Sólo así queda restablecido el orden original y se alcanza la paz.
Dios viene al encuentro del hombre: envía a su propio Hijo para
que repare vicariamente con su muerte la ofensa infinita
perpetrada por el hombre. Cristo vino para morir y reparar. La
encarnación y la vida de Jesús sólo tienen valor en cuanto
preparan y anticipan su muerte. El protagonista no es tanto Dios
cuanto el hombre Jesús, que con su acción repara el mal causado.
No se trata de introducir algo nuevo con la divinización, sino de
restaurar el orden primitivo, justo y santo.

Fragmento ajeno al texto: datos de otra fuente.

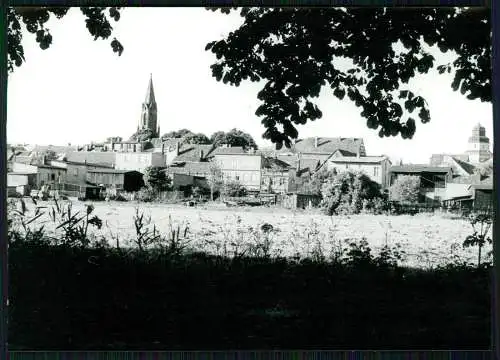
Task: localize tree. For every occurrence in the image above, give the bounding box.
[321,171,382,215]
[130,129,155,141]
[7,6,123,72]
[206,7,491,148]
[223,180,247,197]
[144,166,172,193]
[207,161,224,201]
[210,129,257,149]
[389,175,420,203]
[474,159,493,177]
[184,133,211,145]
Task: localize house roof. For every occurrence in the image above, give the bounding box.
[87,168,139,174]
[442,184,472,200]
[212,146,248,156]
[276,137,364,154]
[453,157,476,175]
[32,145,76,154]
[329,156,387,164]
[66,151,116,165]
[389,165,451,173]
[472,183,493,190]
[7,171,36,176]
[431,154,469,166]
[173,144,213,162]
[262,157,290,170]
[166,161,211,174]
[65,161,114,169]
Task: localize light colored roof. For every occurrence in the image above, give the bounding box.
[329,156,387,164]
[262,157,290,170]
[212,146,248,156]
[442,183,472,200]
[87,168,139,174]
[389,165,451,173]
[278,137,363,154]
[166,161,211,174]
[453,157,476,175]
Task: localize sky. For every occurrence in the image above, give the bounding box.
[7,8,493,163]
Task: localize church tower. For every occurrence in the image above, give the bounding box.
[467,123,491,163]
[138,74,160,137]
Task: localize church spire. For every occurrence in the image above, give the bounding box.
[144,74,156,104]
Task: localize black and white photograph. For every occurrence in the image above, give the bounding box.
[3,6,496,351]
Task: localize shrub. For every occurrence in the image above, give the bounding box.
[321,172,382,215]
[389,175,420,204]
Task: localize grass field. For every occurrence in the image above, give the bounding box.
[11,200,490,267]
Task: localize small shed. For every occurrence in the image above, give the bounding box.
[87,168,144,192]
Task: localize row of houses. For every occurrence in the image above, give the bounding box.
[8,131,492,211]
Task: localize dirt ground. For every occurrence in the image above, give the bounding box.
[12,200,490,267]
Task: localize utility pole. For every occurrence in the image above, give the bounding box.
[0,0,9,360]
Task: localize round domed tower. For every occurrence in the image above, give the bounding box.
[467,123,491,163]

2. Problemática y aporías de las concepciones de la redención
Los dos modelos anteriores corren el riesgo de escindir
esquizofrénicamente la encarnación y la muerte poniendo en una o
en otra el valor redentor de Cristo. En realidad se vacía de
contenido la vida concreta de Jesús de Nazaret, y la redención
adopta un carácter extremadamente abstracto. ¿Acaso no fue
liberadora toda la vida de Jesús? ¿No mostró él qué es la
redención en su forma de vivir, en el modo de comportarse ante
las más variadas situaciones y en la manera de afrontar la muerte?
Todo esto falta en los dos modelos abstractos, el encarnatorio y el
estaurológico (staurás=cruz).
El comienzo y el fin son considerados como magnitudes
independientes y subsistentes en sí mismas. No se establece entre
ellas la relación que representa la trayectoria histórica de Jesús de
Nazaret. La muerte de cruz no es una necesidad metafísica: es la
consecuencia de un conflicto y el desenlace de una condena
judicial y, por tanto, de la decisión y del ejercicio de la libertad
humana.
Además, ambas concepciones sitúan la redención en el pasado.
No la relacionan con las mediaciones del presente. Pero cabe
preguntar: ¿qué relación hay entre la redención de Jesucristo y la
liberación del pecado social, la liberación de las injusticias
estructurales, la lucha contra el hambre y la miseria humana?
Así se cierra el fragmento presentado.